Setka wypucowanych, specjalnie przystrojonych aut wyjechała w środę na ulice Poznania. Głośne trąbienie zapowiadało z daleka nadjeżdżający sznur samochodów, a kierowcy pozdrawiali mieszkańców miasta biało-czerwonymi flagami. - Chcemy odczarować sposób organizacji tego typu imprez - mówi organizator parady kabrioletów.
100 kabrioletów, bo w tym roku wypada okrągłe 100-lecie niepodległości Polski.
- Zależy nam na tym, żeby trochę odczarować sposób organizacji tego typu imprez, stąd niestandardowa forma. A że kabriolety i auta otwarte kojarzą się z wolnością, to można uświetnić święto - tłumaczy Arkadiusz Szczepański z Cabrio Poland.
I zabytkowe, i te najnowsze
Poznańską paradę kabrioletów otworzył rolls-royce Silver Ghost z 1907 roku. Tuż za nim ruszyło 99 innych, ale równie wyjątkowych samochodów, bez stałego dachu.
Mercedesy, volkswageny, ale też fiat 126p - w paradzie brały udział auta rozmaitych marek.
- Od aut "cywilnych", którymi właściciele jeżdżą na co dzień, po takie, które pojawiają się raz na jakiś czas na naszych drogach - mówi Szczepański.

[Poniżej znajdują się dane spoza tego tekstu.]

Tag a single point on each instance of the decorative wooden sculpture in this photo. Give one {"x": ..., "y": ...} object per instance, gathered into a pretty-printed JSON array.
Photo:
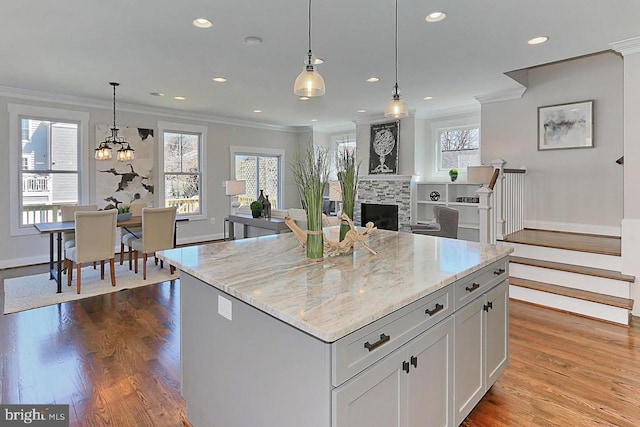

Parada kabrioletów oficjalnie zainaugurowała wielkopolskie obchody 100-lecia odzyskania niepodległości i wybuchu powstania wielkopolskiego. Rzecznik wojewody Tomasz Stube potwierdził, że pomysł, by wiązać kabriolety z rocznicą niepodległości, nie jest przypadkowy. Jak stwierdził, "auta bez dachu w sposób szczególny kojarzą się z wolnością".